Project Inspections – Part 4: What Happens After A QCP Project Inspection?

Project Inspections – Part 4: What Happens After A QCP Project Inspection?

We’ve recently looked at what happens before and during a QCP project inspection, as well as detailing the five different types of inspection. In this article, we look more in-depth at what happens after a QCP project inspection has taken place.

Following an inspection, the QCP inspector will complete an inspection report with a statement of conformance. They will forward it to the QCP Inspections Manager for review and distribution.

If the project is found to be conforming, a copy of the report will be sent to both the woodworker and the architect. If the inspection was the last inspection on a project, i.e. both fabrication and installation inspections are complete and there are no outstanding fees, you will be sent a certificate and/or labels to distribute to relevant project stakeholders.

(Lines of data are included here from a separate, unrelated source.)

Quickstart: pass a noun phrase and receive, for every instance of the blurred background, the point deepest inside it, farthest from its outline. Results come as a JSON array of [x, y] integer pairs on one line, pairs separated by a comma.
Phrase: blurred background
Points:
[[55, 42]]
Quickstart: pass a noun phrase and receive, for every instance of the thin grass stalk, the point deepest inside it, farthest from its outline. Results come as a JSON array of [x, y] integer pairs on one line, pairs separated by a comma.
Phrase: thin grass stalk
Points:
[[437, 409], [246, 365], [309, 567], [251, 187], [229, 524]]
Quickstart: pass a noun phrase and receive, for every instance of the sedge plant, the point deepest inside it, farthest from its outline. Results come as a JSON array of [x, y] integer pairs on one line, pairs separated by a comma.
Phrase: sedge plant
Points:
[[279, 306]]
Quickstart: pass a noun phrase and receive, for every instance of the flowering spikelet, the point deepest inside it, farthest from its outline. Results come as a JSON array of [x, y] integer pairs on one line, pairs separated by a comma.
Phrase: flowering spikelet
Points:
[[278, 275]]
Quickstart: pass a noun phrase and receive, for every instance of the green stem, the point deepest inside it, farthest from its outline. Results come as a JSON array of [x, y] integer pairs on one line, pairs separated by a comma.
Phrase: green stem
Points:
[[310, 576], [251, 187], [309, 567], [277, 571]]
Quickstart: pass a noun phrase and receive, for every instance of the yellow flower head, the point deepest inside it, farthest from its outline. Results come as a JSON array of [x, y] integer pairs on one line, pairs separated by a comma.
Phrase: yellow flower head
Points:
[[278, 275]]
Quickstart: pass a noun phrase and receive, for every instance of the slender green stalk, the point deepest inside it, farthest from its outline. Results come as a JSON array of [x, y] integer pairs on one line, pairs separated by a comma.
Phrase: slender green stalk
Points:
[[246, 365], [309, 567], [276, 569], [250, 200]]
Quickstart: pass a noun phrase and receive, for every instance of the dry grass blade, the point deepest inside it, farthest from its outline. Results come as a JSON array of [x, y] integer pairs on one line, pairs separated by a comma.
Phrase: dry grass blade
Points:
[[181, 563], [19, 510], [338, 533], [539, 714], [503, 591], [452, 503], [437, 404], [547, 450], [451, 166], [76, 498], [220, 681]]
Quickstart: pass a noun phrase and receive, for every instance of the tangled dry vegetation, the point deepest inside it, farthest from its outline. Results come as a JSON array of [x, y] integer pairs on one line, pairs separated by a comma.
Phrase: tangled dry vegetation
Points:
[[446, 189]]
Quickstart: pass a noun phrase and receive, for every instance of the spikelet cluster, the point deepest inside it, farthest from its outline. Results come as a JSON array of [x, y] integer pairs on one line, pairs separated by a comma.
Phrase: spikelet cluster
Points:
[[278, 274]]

If the project includes non-conformities, the inspector will advise whether a re-inspection is recommended or if Proof of Correction (PoC) will be accepted – you will often be told this at the end of inspection as well. 

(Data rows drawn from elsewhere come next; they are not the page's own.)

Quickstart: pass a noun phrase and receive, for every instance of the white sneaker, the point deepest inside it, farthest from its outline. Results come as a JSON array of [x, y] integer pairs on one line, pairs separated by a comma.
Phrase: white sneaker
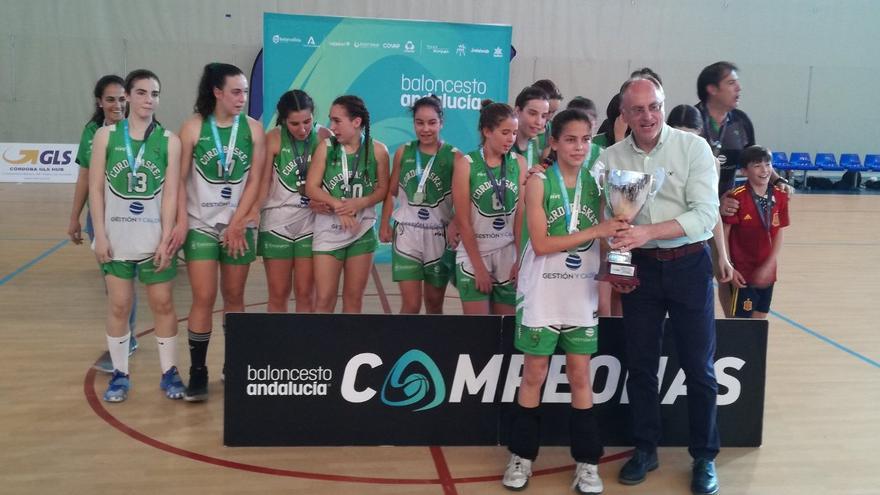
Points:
[[586, 479], [517, 474]]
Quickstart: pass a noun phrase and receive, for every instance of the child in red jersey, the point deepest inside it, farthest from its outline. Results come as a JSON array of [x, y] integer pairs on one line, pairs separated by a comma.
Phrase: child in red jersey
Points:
[[754, 235]]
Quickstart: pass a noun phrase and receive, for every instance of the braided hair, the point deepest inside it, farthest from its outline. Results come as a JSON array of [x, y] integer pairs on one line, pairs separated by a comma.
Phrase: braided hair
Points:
[[213, 76], [559, 122], [100, 86], [355, 107]]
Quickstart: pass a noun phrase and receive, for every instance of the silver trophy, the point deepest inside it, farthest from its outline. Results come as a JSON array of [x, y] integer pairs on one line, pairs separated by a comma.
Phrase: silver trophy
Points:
[[626, 192]]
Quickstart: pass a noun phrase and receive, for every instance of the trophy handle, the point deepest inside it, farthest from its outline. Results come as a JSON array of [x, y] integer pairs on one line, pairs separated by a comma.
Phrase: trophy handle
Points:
[[598, 173], [659, 176]]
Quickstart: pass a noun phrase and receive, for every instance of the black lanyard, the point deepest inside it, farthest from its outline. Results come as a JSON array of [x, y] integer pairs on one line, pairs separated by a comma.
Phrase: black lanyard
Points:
[[719, 143]]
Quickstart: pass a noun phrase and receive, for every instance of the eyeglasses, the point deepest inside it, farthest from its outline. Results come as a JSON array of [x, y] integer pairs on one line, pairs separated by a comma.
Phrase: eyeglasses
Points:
[[655, 107]]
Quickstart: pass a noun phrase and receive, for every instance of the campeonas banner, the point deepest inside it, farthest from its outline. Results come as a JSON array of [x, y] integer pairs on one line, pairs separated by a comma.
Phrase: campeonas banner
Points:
[[390, 64]]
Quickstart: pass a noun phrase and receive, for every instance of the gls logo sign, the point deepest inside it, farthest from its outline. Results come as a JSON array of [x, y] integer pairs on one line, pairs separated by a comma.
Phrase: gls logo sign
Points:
[[415, 380]]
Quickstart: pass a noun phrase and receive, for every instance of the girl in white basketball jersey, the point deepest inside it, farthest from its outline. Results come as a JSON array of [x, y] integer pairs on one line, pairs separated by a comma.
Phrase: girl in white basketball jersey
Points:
[[350, 173], [557, 299], [421, 180], [133, 180], [222, 158], [288, 215], [488, 212], [109, 96]]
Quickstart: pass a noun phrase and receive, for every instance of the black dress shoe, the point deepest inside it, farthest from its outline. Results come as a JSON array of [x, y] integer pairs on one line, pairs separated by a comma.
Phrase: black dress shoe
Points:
[[636, 468]]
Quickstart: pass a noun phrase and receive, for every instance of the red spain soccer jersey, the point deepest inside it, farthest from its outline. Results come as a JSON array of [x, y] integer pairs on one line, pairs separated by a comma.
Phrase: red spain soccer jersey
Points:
[[751, 241]]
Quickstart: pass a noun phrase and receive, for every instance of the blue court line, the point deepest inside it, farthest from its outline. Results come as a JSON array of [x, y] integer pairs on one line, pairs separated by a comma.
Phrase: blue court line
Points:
[[825, 339], [33, 262]]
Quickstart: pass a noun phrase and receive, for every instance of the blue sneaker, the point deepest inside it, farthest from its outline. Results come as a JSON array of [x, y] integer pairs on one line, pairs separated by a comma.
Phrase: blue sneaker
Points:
[[132, 344], [172, 384], [637, 467], [117, 390], [704, 481], [104, 364]]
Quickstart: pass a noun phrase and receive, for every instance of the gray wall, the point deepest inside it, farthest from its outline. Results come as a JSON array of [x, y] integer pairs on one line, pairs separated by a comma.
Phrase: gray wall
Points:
[[807, 67]]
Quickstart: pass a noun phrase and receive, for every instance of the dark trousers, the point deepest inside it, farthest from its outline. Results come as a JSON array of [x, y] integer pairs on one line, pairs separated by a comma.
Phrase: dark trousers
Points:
[[683, 289]]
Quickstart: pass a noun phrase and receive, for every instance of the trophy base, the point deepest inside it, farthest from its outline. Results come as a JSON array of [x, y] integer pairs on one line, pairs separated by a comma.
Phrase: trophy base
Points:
[[618, 273]]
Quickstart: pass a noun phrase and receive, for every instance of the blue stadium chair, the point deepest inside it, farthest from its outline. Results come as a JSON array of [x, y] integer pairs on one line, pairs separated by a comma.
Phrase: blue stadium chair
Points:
[[851, 161], [827, 162], [801, 161], [780, 161]]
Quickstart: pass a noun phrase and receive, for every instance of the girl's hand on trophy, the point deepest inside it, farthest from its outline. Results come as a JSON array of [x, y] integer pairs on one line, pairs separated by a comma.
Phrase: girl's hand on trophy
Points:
[[623, 289], [611, 227], [729, 205], [628, 239]]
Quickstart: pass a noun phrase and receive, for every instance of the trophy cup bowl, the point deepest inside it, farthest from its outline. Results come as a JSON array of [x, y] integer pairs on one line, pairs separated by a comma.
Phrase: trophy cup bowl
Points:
[[626, 192]]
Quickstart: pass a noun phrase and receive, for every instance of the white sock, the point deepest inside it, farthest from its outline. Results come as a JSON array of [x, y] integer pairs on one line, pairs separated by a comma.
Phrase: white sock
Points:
[[167, 352], [118, 347]]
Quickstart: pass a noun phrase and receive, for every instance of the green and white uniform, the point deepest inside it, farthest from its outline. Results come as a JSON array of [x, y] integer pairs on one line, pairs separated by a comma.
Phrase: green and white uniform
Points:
[[286, 221], [84, 151], [133, 204], [557, 296], [424, 211], [492, 221], [212, 198], [329, 235]]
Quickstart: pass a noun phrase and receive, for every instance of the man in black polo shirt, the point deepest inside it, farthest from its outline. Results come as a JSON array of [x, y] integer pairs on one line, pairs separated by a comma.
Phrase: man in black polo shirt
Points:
[[729, 131]]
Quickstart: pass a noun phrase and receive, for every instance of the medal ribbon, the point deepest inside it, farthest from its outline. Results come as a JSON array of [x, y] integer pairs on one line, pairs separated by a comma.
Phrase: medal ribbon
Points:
[[226, 161], [571, 220]]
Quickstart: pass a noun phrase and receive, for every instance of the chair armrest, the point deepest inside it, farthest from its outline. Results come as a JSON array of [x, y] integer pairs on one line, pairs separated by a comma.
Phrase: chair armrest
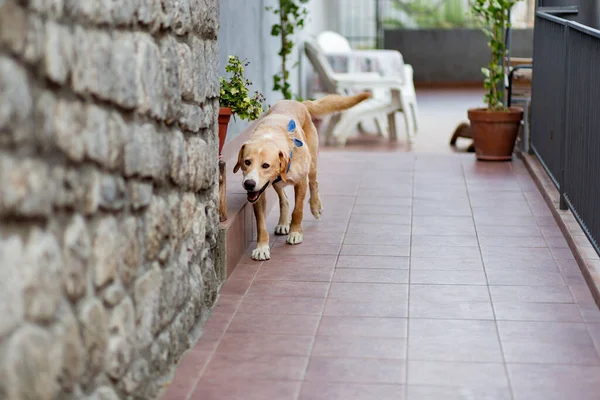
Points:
[[371, 80]]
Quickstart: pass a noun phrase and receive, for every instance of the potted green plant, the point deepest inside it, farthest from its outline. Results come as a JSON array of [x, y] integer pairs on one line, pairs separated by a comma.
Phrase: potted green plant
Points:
[[235, 98], [494, 128]]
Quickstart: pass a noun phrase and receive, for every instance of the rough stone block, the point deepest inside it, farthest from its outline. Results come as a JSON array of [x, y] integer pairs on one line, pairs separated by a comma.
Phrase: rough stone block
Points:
[[13, 27], [123, 11], [205, 17], [157, 226], [94, 332], [182, 17], [69, 125], [44, 113], [137, 373], [16, 104], [149, 78], [166, 13], [140, 194], [186, 71], [113, 294], [105, 257], [34, 39], [187, 211], [28, 370], [150, 13], [104, 393], [129, 249], [170, 61], [145, 153], [90, 182], [123, 89], [113, 193], [42, 266], [175, 288], [191, 117], [120, 346], [96, 12], [50, 8], [67, 336], [13, 281], [147, 299], [117, 136], [92, 62], [202, 165], [76, 253], [177, 158], [58, 52], [66, 187], [95, 135], [25, 187]]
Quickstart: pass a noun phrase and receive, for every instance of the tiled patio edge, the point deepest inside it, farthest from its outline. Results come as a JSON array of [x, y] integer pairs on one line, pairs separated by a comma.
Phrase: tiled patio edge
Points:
[[584, 253]]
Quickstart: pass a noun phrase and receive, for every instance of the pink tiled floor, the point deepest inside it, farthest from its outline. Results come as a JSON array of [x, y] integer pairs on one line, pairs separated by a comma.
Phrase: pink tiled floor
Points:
[[429, 277]]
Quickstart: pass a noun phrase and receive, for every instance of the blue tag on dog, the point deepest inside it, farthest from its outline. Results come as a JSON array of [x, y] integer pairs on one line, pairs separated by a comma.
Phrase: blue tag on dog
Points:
[[291, 126]]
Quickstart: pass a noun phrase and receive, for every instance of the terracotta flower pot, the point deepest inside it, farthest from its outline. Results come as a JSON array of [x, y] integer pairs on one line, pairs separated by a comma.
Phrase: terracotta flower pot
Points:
[[224, 117], [495, 132]]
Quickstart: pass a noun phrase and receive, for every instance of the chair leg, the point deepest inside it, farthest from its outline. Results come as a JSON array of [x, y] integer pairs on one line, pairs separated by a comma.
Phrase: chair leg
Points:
[[415, 111], [392, 126], [381, 123], [408, 119]]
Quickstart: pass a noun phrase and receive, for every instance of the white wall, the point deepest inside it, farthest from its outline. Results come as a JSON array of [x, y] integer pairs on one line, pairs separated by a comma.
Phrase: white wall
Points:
[[245, 31]]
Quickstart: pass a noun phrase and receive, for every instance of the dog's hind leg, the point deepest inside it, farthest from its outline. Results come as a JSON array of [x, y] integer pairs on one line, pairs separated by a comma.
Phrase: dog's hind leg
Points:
[[262, 251], [283, 226], [296, 236], [312, 139]]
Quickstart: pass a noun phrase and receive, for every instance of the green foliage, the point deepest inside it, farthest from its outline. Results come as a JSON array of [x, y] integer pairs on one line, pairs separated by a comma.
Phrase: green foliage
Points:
[[493, 19], [235, 94], [292, 17]]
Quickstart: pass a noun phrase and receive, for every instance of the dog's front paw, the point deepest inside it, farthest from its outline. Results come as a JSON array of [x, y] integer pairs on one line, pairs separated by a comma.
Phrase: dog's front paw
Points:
[[261, 253], [282, 230], [295, 238], [316, 208]]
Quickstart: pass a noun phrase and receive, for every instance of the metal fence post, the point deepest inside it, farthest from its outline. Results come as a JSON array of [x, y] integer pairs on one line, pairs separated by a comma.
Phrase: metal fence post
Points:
[[563, 204]]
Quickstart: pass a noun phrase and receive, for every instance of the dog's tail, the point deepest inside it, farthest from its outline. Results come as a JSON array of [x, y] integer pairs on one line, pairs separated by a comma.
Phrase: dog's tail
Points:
[[333, 103]]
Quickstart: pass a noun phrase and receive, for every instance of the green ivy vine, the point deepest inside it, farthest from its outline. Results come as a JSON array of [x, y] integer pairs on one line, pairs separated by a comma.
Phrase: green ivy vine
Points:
[[292, 17], [493, 16]]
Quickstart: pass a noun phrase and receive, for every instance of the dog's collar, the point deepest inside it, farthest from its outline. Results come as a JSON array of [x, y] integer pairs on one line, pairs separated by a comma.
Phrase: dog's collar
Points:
[[297, 143]]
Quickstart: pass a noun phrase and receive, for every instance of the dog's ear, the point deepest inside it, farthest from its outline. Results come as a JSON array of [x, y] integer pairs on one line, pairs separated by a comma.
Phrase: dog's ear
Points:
[[240, 159], [284, 161]]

The QCP Inspections Manager will again review and distribute the report. A copy of the report will be sent to the licensee along with a “10-day letter”. This letter states that the licensee is required to respond to the QCP inspector in writing within 10 calendar days with their plan to resolve the non-conformities noted in the report and an estimated date of completion. We are not looking for a detailed explanation of what the woodworker intends to do to correct the non-conformities, we are looking to see if they are going to correct them or not. If there are non-conformities which the licensee does not feel they are responsible for, they should state their reasoning in their response. QCP will take that into consideration. Ten days after the QCP inspector’s report is sent to the licensee, a copy of the report will be sent to the architect. This gives the woodworker time to see the report and work on a plan as to how they will respond.

 

How to resolve non-conformities 

There are three options for resolving non-conformities:

  1. Our recommended approach is to make the corrections
  2. You can also provide a ‘letter accepting variations’ (LAV) from the architect, owner or owner’s representative. This means that each party accepts the project with its non-conformities and the project will be issued a modified QCP certificate in such instances. It can also result in your company being placed on probation
  3. Do nothing – this can lead to revocation from the program

 

1. Making corrections to a project

If your report requires a re-inspection, an inspection should be scheduled and a second report will be issued. The woodworker will be responsible for all costs associated with the re-inspection. 

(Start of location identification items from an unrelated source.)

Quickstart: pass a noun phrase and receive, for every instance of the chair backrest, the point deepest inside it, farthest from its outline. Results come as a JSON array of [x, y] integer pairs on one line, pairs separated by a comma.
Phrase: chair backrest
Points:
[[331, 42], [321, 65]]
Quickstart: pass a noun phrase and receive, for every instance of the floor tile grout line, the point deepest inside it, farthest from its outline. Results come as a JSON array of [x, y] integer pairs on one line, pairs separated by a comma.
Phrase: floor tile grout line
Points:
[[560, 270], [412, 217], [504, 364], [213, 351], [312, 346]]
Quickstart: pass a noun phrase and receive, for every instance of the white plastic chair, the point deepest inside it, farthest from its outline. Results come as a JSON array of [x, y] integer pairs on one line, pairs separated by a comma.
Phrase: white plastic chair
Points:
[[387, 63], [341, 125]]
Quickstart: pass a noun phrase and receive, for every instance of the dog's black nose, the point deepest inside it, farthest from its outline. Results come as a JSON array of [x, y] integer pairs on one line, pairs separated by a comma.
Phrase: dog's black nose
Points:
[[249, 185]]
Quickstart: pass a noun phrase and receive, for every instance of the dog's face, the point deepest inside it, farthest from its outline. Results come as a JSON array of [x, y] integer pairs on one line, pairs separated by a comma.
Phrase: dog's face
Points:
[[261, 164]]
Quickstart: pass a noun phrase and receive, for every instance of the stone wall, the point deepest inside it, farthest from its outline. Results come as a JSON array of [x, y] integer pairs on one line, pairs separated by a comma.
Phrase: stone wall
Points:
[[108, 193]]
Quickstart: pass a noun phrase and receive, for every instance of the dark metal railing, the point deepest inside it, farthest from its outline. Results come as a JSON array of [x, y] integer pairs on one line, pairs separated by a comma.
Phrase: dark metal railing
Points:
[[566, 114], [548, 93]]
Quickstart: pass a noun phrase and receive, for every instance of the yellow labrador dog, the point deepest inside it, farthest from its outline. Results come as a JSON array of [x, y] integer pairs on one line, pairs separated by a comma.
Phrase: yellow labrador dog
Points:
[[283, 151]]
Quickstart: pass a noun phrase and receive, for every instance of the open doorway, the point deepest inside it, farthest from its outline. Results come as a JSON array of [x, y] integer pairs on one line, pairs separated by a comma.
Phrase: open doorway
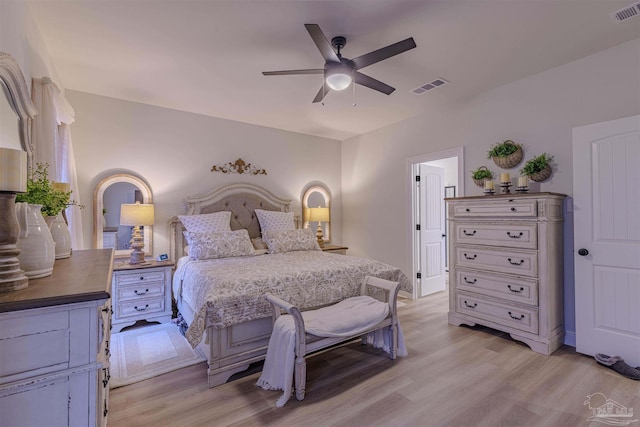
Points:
[[431, 174]]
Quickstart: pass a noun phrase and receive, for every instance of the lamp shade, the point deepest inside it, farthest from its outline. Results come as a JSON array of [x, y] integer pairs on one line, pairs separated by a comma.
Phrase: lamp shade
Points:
[[136, 214], [318, 215], [13, 170]]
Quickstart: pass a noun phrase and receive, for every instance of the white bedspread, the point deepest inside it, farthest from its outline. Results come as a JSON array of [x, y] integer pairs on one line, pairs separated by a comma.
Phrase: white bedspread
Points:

If your report requires Proof of Correction, you will need to provide sufficient photographic evidence of the corrections. These photos should clearly identify the report item number and location for verification. The QCP inspector will review the photographs and determine if he now has sufficient information to certify the project. If he does, the project will be certified. The woodworker will be responsible for all costs associated with reviewing the PoCs and all invoices must be paid before certificates will be released. A copy of the revised report will be sent to the woodworker and to the architect.

 

2. Letter accepting variations

The LAV must be from the architect, owner or the owner’s representative and must clearly state acceptance of the project including the noted non-conformities. This letter must contain an indication that they are aware of the non-conformities and that they are accepting the project as it is. This does not guarantee project certification and QCP’s Executive Director will make the final certification decision. If the project can be certified, certification will be a “limited certificate” which means the project is certified but there are still items which are non-conforming. In this case, the licensee’s QCP status will change to “probation”, and in the next QCP-specified project they win that includes the same scope as the previous non-conformities, an inspection will take place. The licensee is responsible for all costs of the inspections and will remain on probation until a project that QCP has inspected achieves certification.

 

3. Doing nothing

We hope that no one chooses to go down this route, but if your project fails inspection and you do nothing, you will be placed on suspension. This means that your QCP website access will be blocked and QCP will not provide its services to you. You will then be subject to revocation of your license and you will have to re-apply to rejoin QCP.